When I moved to Iceland, I realized that of course there is history here that leads back to the ninth century, but there’s no materialized history. There are no buildings, no churches you can go to or paintings you can look at and get a sense of the past. Any historic connection is all through word—oral history. Isn’t that pretty unique?
At the University of Illinois in graduate school, our best friends were an Icelandic composer, Þórkell Sigurbjörnsson, and his wife Barbara. He was teaching us his country’s traditions and reading us the sagas. I was an early proto-feminist, and Icelandic traditions of powerful women and Goddesses opened an important cultural link that I was trying to discover in history. That was a sense of Iceland as if it were able to integrate this powerful gender equity into its social structure, at least in the ’60s, from what Þórkell taught us. That it was a socialist country, that women were equally active, that young people would have a part of the family house given to them so they could have an independent life, that that was a tradition once they were seventeen or eighteen. It all seemed completely remarkable and sane.
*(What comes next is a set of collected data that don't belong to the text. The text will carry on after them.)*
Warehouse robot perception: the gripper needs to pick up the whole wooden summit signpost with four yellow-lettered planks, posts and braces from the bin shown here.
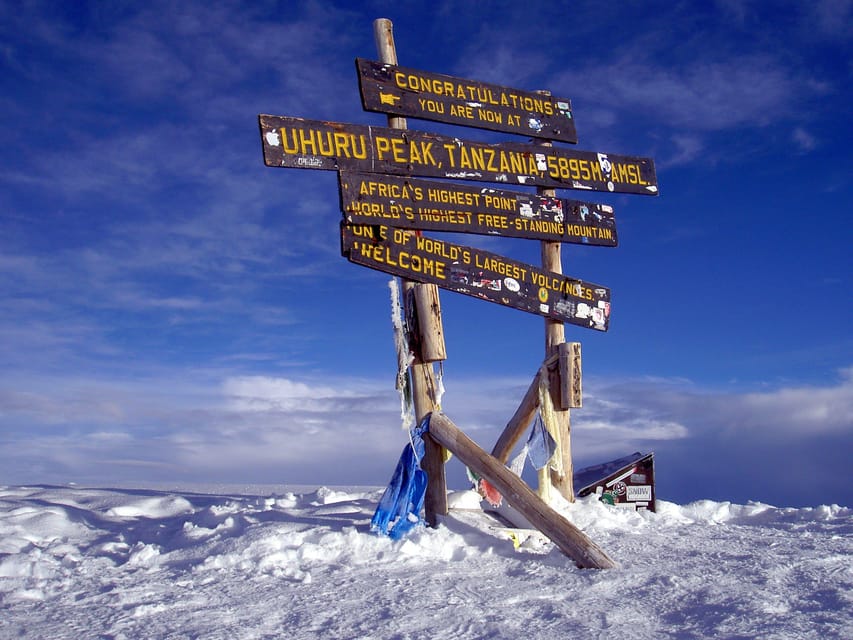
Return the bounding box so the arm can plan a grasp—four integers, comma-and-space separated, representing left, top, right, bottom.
258, 19, 658, 568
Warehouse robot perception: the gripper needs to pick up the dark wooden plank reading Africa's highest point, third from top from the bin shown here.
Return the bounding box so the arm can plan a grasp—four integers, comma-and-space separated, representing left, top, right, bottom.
338, 171, 618, 247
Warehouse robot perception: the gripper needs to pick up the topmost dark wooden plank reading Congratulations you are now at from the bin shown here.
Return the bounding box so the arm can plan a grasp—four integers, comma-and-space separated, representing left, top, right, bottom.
355, 58, 578, 143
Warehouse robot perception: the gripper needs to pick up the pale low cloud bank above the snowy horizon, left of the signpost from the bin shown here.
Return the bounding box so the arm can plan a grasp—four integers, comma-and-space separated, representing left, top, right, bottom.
0, 374, 406, 483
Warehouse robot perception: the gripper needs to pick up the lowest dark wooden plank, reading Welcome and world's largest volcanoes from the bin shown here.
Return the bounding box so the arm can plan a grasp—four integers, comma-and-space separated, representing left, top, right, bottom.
341, 224, 610, 331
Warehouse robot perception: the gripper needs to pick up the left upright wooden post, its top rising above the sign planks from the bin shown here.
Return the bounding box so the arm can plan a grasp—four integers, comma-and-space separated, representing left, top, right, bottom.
373, 18, 447, 527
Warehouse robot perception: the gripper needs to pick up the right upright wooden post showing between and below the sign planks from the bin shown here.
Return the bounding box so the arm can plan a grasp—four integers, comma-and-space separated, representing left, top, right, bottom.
536, 101, 575, 502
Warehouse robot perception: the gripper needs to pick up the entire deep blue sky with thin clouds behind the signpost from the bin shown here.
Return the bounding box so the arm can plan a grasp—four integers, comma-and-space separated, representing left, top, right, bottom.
0, 0, 853, 506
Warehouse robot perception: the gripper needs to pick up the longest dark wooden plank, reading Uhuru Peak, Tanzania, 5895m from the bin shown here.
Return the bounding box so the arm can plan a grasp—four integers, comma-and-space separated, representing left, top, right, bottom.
258, 115, 658, 195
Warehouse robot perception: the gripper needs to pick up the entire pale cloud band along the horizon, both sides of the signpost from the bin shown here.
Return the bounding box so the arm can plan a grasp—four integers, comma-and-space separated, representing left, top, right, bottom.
0, 369, 853, 499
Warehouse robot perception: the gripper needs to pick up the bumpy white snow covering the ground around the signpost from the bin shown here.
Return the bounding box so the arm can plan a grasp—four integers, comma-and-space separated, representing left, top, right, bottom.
0, 486, 853, 640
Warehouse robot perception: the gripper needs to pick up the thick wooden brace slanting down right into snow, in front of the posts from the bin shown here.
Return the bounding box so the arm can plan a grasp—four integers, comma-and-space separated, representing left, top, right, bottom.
429, 413, 616, 569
But then you see this terribly irony about nature, as if nature has
to be made part of not the sublime but the ironic. It’s this
post-modern position where you have to divert real feeling; emotion
can’t be trusted, it can only be overwhelmed or absorbed into
materialism, a practical exploitation. So in quite a bit of the material
here that’s part of this festival, there’s still that
separation. “Don’t expect my work to continue the boring
old traditions of conventionalizing nature.” Either there’s
despising nature or conventionalizing it, and I’d like to know
what’s happening in between with ecological determinates.
I was reading about the Harbour Cities conference and thinking about
what a hard thing that was to do: so interesting to organize a conference
of contradictions, and how to have it penetrate the social economy
here. How absorbed it might have been—or not. I’m partly
cynical too. I think our cultures use art either to launder money,
or to make an illusion of some aesthetic vitality may have a core
purpose and function beyond entertaining us—in the USA, a distraction
from our obscured, political, criminal intent.
That was one of the key questions in this urban context: what role can art play these days? Because the market is so strong.
Are they playing with us to play the market? There really is a question, where would a visionary—well, I’m thinking about visionary architecture, and there’s Gehry and Holl, of whom I feel completely supportive. But when I think of more functional, less costly experiments, I’m not sure what to think about. And then so much of the propulsion in art and architecture are monstrous, aggrandizing, dominating, predictable investments taking over lived space and relevant history.